Wednesday 17 July 2013

Unwelcome Reminders of Impermanence

  • The Unblinking Gaze
I suppose we always need reminders of the impermanence of everything.

But whether we think we need them or not, such reminders tend to visit us uninvited rather more frequently than we may care for.

After surviving two monkey invasions into my small forest dwelling in the past, I would not have felt a third visit to be necessary. They had certainly left their mark in my life and a point had been made.

However, recently a friend came to visit me at my little tin palace at a retreat center not far from Darjeeling. We had not seen each other for a long while so there was much to catch up on and share. Prior to my friend's departure the next day we decided to take a walk through the forest to a flat and open area near some tea gardens. From this place there was a lovely view of the surrounding valleys and mountains. From habit I advised my friend to check her hut and be sure that all the windows were shut and I made a thorough check of my own. I even double checked that everything was secure, closed the door, locked it and off we went.

It was a delightfully warm and sunny morning, the sort of morning that brings a good deal of optimism and spontaneous joy to the heart. The air was slightly hazy but even so, the majestic, white forms of the eastern Himalayan giants rose up before our view, breathtakingly beautiful.

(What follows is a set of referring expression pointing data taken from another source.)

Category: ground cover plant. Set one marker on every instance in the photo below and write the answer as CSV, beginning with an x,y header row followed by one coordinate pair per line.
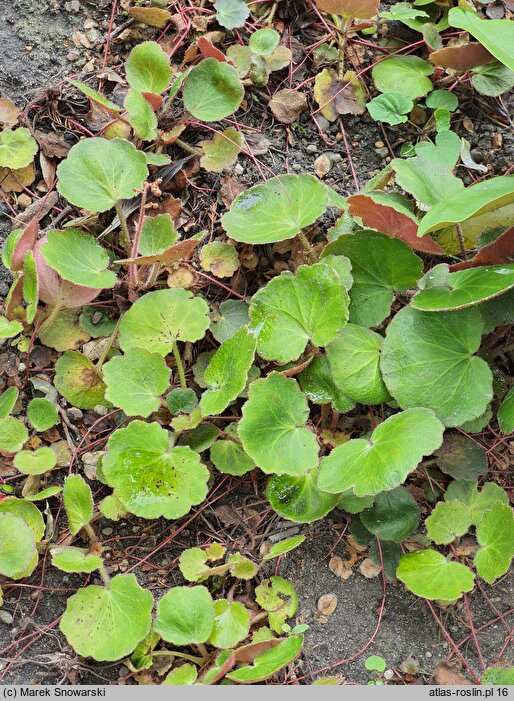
x,y
361,349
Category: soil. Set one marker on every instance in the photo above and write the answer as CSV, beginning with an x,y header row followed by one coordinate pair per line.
x,y
407,627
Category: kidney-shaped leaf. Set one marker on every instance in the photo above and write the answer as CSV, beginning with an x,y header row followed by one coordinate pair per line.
x,y
106,623
427,360
98,173
149,478
185,616
276,210
159,319
291,310
273,428
429,574
383,462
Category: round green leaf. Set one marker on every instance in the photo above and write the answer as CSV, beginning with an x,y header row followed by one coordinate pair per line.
x,y
148,477
291,310
380,265
466,288
106,623
276,210
185,616
227,372
98,173
461,458
42,414
70,559
212,91
78,258
148,69
231,624
393,516
427,361
495,535
17,546
135,381
383,462
273,430
13,435
354,361
35,463
264,41
407,75
78,502
299,499
429,574
17,148
78,381
159,319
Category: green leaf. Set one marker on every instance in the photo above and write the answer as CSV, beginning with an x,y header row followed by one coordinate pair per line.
x,y
354,361
231,14
17,546
231,624
284,546
13,435
157,235
150,478
78,381
7,401
42,414
383,462
466,288
449,520
231,316
135,381
106,623
497,36
8,329
407,75
506,413
98,173
482,197
273,430
185,616
429,574
35,463
393,516
212,90
291,310
318,383
380,265
461,457
276,210
17,148
429,181
299,499
148,69
264,41
269,662
71,559
78,258
495,535
391,108
227,372
158,319
427,360
78,502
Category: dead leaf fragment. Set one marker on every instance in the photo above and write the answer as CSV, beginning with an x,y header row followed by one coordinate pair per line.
x,y
327,604
287,105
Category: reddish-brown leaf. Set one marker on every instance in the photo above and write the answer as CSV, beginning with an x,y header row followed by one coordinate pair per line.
x,y
461,58
391,222
499,251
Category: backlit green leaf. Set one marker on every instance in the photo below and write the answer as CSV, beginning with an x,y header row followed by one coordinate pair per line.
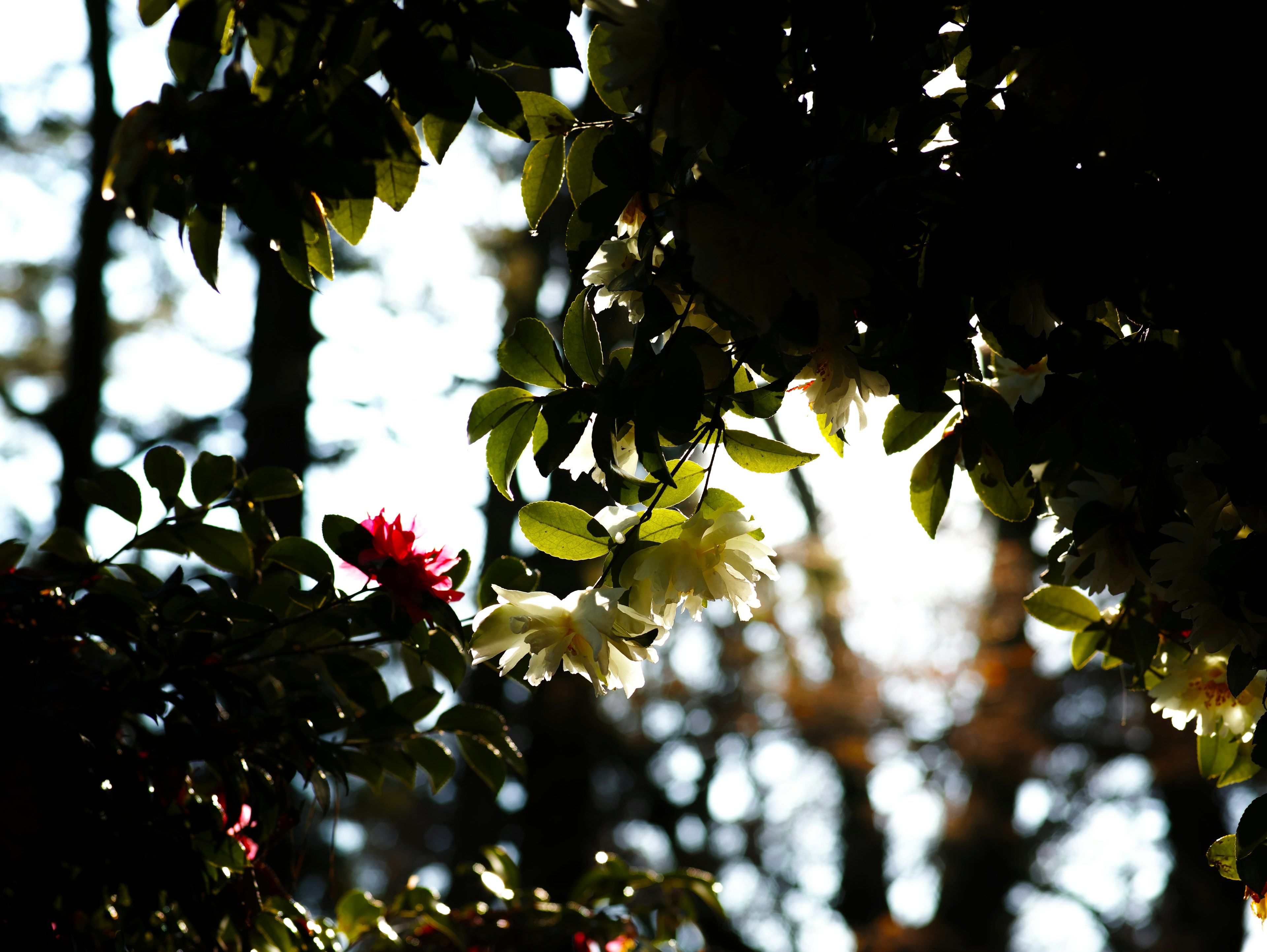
x,y
581,343
563,530
543,176
530,355
506,444
760,454
1063,608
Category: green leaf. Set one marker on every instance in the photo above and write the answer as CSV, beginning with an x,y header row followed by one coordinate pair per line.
x,y
301,556
448,658
434,757
507,443
597,57
1063,608
152,11
113,490
346,538
397,176
530,355
68,544
502,107
1242,769
474,718
11,553
1009,503
761,454
662,527
1216,755
165,472
715,503
1222,855
417,703
221,548
358,914
440,134
506,572
930,485
484,760
630,492
1085,646
546,116
206,226
543,176
212,477
492,409
905,428
581,343
350,217
582,182
297,268
564,532
458,574
273,483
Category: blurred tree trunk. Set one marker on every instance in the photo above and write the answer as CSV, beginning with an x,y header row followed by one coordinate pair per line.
x,y
74,417
277,400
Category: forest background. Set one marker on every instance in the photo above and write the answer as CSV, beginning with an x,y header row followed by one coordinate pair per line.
x,y
840,794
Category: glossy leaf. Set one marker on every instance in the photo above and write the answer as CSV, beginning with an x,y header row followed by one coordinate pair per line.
x,y
492,409
563,530
301,556
543,176
760,454
905,428
1063,608
68,544
113,490
212,477
581,343
221,548
165,472
484,760
930,485
350,217
506,444
434,757
530,355
206,227
273,483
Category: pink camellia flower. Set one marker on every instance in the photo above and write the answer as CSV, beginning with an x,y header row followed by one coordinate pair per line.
x,y
402,571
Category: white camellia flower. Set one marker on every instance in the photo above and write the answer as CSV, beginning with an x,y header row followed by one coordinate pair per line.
x,y
612,260
839,383
714,558
1019,383
579,633
1114,566
1196,686
582,461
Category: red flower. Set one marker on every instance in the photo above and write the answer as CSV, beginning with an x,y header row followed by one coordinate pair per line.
x,y
404,572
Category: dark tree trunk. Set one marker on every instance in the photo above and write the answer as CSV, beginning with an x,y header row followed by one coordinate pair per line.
x,y
277,401
73,420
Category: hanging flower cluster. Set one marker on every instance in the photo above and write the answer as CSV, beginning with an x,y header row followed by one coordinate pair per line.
x,y
410,576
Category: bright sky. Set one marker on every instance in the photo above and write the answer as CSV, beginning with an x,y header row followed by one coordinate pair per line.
x,y
397,336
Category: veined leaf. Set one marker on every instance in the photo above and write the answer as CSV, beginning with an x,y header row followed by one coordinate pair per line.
x,y
492,409
760,454
543,176
930,485
564,532
1063,608
581,343
507,443
530,355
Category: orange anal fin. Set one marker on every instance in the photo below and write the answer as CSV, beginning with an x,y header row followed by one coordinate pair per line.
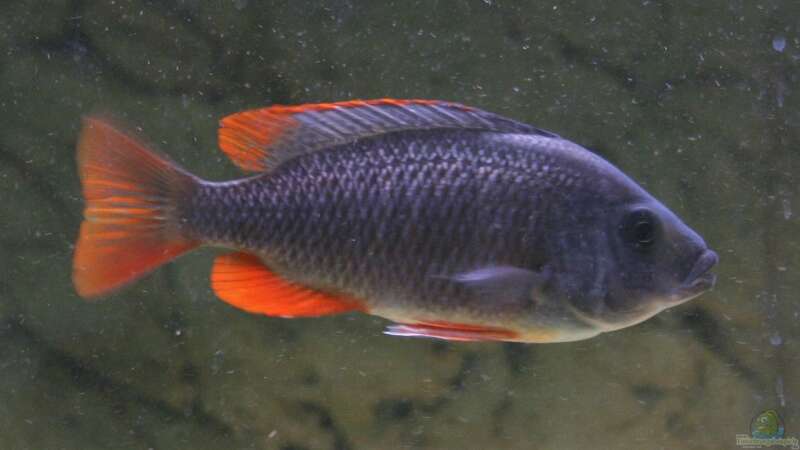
x,y
452,331
242,280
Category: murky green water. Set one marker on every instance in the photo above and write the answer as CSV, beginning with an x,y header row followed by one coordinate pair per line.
x,y
696,100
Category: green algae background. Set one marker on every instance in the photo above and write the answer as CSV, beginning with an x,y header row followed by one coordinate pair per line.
x,y
696,100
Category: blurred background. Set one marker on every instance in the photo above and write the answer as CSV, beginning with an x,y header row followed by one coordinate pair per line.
x,y
696,100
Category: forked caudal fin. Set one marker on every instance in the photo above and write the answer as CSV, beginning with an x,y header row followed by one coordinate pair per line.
x,y
130,222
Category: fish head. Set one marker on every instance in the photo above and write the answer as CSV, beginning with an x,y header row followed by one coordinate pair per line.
x,y
641,260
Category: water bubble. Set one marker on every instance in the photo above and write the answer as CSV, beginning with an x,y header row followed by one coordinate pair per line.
x,y
779,43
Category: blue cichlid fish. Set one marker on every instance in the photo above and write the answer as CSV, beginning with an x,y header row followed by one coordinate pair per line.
x,y
452,222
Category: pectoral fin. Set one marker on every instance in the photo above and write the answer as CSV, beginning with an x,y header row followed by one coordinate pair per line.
x,y
504,283
451,331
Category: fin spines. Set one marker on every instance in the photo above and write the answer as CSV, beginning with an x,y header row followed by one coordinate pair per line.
x,y
261,139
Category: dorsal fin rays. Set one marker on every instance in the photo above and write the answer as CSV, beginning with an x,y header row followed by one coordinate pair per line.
x,y
261,139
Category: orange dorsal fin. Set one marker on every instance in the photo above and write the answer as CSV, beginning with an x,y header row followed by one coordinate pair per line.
x,y
242,280
261,139
452,331
130,224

A couple of hours slipped by but we hardly noticed until the familiar rumble of empty stomachs warned us that it was nearing the lunch hour.

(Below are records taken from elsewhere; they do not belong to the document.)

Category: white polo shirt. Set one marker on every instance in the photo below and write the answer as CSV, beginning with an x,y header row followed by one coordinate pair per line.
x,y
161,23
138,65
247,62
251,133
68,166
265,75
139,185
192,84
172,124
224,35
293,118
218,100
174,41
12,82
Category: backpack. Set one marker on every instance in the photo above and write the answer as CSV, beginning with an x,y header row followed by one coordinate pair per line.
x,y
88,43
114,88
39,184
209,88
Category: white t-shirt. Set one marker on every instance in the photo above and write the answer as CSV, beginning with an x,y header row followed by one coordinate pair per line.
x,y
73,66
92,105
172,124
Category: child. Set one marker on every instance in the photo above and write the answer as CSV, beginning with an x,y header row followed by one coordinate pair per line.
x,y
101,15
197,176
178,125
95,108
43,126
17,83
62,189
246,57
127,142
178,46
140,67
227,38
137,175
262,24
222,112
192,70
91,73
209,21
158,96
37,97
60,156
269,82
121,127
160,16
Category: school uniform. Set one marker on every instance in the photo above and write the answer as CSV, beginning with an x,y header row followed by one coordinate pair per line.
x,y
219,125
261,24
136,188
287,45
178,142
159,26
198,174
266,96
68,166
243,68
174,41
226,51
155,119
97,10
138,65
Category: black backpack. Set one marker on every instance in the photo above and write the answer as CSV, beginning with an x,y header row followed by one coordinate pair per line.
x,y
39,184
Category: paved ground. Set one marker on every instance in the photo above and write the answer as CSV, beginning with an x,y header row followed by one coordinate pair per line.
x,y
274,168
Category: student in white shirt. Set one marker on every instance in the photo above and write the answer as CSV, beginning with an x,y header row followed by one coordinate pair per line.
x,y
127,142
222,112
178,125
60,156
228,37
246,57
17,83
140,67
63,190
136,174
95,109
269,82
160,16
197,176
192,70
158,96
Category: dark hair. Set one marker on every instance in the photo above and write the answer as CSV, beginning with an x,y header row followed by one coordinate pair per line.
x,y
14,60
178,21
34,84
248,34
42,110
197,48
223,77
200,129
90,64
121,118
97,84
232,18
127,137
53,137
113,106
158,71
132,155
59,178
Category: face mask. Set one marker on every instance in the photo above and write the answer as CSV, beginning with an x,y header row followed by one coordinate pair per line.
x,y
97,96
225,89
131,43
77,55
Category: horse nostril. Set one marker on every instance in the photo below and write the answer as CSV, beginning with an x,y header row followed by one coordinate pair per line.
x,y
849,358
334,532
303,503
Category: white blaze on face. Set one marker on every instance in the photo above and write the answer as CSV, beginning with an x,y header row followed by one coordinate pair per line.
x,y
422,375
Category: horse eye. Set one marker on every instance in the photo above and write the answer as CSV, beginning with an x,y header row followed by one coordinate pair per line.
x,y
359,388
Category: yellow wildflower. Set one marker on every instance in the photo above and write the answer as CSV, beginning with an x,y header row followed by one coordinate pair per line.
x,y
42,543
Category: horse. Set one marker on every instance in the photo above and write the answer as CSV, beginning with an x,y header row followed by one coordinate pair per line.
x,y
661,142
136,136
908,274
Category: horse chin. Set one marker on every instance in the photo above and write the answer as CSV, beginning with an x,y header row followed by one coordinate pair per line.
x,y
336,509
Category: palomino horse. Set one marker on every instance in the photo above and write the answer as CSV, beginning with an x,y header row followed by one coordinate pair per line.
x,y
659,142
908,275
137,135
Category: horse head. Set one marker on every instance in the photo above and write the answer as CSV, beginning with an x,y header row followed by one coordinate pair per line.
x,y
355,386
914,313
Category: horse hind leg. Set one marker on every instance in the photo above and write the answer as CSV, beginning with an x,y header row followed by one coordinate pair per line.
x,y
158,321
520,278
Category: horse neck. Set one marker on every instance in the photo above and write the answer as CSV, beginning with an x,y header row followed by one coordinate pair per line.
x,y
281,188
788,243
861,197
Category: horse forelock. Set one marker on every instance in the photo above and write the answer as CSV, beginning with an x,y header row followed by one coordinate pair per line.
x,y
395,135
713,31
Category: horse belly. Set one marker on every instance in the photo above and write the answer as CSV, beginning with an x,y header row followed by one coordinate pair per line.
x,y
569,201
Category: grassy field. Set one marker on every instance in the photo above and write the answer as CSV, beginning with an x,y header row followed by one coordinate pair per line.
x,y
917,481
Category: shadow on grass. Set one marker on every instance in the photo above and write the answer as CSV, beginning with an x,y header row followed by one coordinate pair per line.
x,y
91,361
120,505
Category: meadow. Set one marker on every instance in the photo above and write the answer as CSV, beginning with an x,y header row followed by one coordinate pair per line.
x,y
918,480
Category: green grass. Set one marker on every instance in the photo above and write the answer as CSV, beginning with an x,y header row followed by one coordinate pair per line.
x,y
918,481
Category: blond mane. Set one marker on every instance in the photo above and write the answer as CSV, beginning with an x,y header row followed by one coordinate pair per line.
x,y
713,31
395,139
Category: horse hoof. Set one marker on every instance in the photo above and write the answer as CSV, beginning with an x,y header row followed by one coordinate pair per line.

Making our way back through the forest we could only marvel at the natural beauty of the area as we picked our way over the cobbled road canopied by old walnut, pine and Utish trees.

However, after crossing a small bubbling stream, just before the gentle rise to the monastery staircase, we noticed a young man on the road looking up very intently at my little cottage nestled among the trees and bamboo groves on the ridge.

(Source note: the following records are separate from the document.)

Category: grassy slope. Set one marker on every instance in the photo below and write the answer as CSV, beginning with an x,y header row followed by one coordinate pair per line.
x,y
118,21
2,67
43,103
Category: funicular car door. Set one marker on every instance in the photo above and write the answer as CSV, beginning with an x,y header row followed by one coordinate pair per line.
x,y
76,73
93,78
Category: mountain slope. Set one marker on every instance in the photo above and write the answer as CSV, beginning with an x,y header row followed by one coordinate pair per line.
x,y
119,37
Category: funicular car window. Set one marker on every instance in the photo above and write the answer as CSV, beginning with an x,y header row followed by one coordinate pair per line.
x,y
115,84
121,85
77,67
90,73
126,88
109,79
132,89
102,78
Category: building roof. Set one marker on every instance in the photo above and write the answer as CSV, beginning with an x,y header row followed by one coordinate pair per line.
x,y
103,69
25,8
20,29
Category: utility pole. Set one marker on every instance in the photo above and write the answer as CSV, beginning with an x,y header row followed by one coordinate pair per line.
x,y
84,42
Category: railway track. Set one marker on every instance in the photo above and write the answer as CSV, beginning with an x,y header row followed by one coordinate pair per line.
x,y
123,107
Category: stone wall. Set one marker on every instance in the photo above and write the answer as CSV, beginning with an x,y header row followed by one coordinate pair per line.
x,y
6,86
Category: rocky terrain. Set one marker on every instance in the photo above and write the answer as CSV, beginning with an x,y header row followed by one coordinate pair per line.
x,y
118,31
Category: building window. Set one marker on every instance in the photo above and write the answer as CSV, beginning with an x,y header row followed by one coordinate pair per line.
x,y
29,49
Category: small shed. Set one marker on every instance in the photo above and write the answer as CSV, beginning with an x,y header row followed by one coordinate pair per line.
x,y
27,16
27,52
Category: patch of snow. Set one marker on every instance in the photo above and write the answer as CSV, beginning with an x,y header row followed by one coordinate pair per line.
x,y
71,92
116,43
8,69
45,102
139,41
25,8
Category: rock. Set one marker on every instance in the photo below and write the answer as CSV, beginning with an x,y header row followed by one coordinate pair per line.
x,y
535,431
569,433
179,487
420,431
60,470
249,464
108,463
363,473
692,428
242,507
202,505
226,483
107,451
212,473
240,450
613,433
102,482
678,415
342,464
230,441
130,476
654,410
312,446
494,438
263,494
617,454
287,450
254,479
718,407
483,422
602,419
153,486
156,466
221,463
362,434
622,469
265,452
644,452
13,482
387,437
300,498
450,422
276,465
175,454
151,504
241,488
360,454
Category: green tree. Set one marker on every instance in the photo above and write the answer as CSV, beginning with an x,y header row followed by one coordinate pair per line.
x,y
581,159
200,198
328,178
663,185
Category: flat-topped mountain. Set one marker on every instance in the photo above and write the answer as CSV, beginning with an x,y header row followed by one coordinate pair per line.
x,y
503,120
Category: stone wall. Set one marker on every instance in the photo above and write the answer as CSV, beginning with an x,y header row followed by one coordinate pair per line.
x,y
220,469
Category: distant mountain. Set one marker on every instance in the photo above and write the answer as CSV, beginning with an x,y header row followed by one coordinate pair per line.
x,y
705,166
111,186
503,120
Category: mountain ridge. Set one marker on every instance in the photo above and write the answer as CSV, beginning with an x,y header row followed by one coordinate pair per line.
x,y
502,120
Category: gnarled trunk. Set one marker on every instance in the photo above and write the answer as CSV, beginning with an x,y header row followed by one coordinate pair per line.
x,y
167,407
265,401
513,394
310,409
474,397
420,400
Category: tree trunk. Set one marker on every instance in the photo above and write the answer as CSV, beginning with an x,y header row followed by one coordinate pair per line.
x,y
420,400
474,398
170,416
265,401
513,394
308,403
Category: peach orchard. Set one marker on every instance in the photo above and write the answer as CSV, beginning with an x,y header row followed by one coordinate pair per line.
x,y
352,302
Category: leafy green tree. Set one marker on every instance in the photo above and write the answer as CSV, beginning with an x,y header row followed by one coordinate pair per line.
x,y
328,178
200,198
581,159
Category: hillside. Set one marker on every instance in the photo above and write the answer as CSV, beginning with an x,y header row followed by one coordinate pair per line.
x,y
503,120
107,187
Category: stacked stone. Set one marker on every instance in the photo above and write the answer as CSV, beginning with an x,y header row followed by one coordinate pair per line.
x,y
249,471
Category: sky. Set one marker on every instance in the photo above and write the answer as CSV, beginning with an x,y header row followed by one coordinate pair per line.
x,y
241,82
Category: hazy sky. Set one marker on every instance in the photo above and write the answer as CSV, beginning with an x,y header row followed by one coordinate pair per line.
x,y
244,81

I saw him but did not immediately understand why he was standing there and gazing up with such rapt attention. Just then a monkey, struggling to run with a jar of something tucked under its arm, suddenly shot out from behind a bush and darted across the road just in front of us. It looked very comical but then the implications of this little display suddenly ignited the light bulbs in my mind!

Holy sh......! It all became clear, horrifyingly clear. I started to run. Poor Katya who was not far behind had no idea of what we were in for, but I knew only too well.